Thursday, July 15, 2010

I AM the Manager

This week I’m going to share a tale with you. A tale of bad customer service by a manager – not a leader – a manager.

Recently a colleague and I went to Vero Beach to hold a couple of classes for our counterparts. We stayed over night so we brought our spouses along (separate rooms of course). The hotel we had reservations at was a nice one, not upscale but a very comfortable business and travel site. When we checked in we were given wonderful service by the woman at the desk (Betty). She was friendly, accommodating, and would do anything she could to make our stay memorable. I was thoroughly impressed.

Since my partner and I were going to be heading to class at about 6:45a.m. (ugh), we asked that we be allowed a late check-out. Betty said that we could have until 1:00p.m. – that’s all that she could authorize. Well that was much better than 11:00 so we said that would be great, and thanked her. Then one small omittance brought about our customer service snafu. Betty recorded my late check-out in the turnover book, but forgot to record my teaching partners. Oh-oh.

The next day my wife had no problem, however the other party did. He was called at 12:00 and told he had to get out (in not so many words). When he went to the front desk to sort the issue out, he was greeted with rudeness. He asked to talk to a supervisor and was told by the gentleman he was speaking to that, “I AM the manager.

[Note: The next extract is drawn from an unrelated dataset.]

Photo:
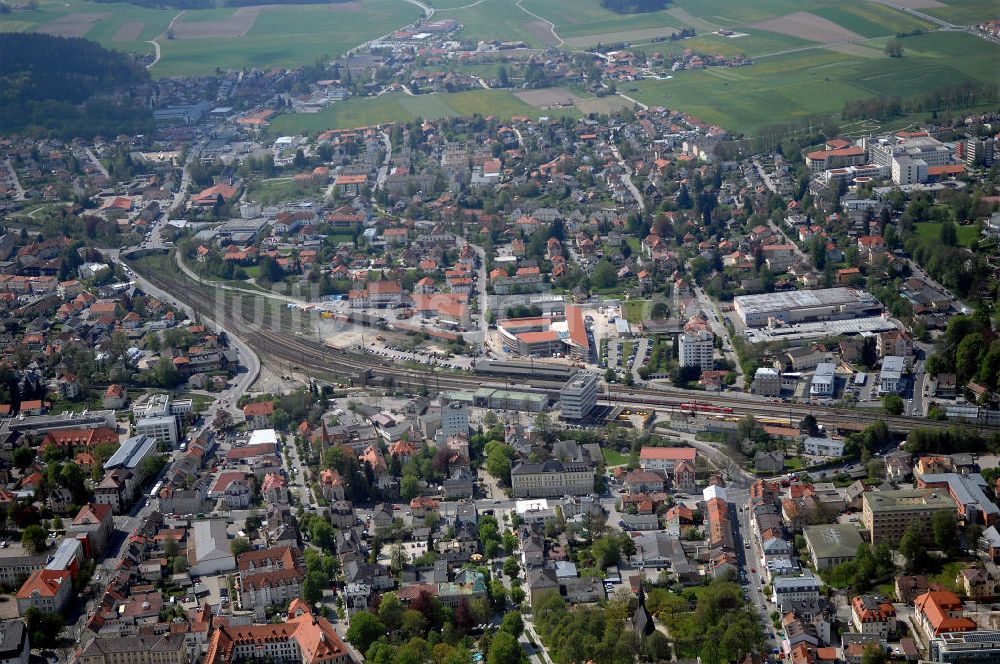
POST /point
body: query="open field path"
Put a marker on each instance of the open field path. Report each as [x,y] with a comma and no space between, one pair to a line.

Long story short, nothing changed – no apology, no concession - just get out.

Because of that ONE person - and the manager at that - none of us will ever stay at that particular hotel again.

In any service organization all staff should be constantly asking themselves, “How can I make these customers’ experiences better than from other places or better than they were the last time?”

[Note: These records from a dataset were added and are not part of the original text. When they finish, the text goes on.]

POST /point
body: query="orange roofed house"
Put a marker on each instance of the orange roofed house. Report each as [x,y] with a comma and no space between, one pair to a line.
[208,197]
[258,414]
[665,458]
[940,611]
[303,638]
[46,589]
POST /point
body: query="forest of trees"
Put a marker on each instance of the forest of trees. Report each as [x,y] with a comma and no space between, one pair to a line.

Remember that “Everything Speaks”. Everything the customer sees, hears, smells, tastes, or touches will impact their experience with you. It’s a darn shame when the only “bad taste” comes from a correctable predicament made worse by management – the very person(s) that you’d expect to make things better.

As they teach at the Disney Institute, (even though this time the guest WAS right) “Guests may not always be right, but they are always our guests.”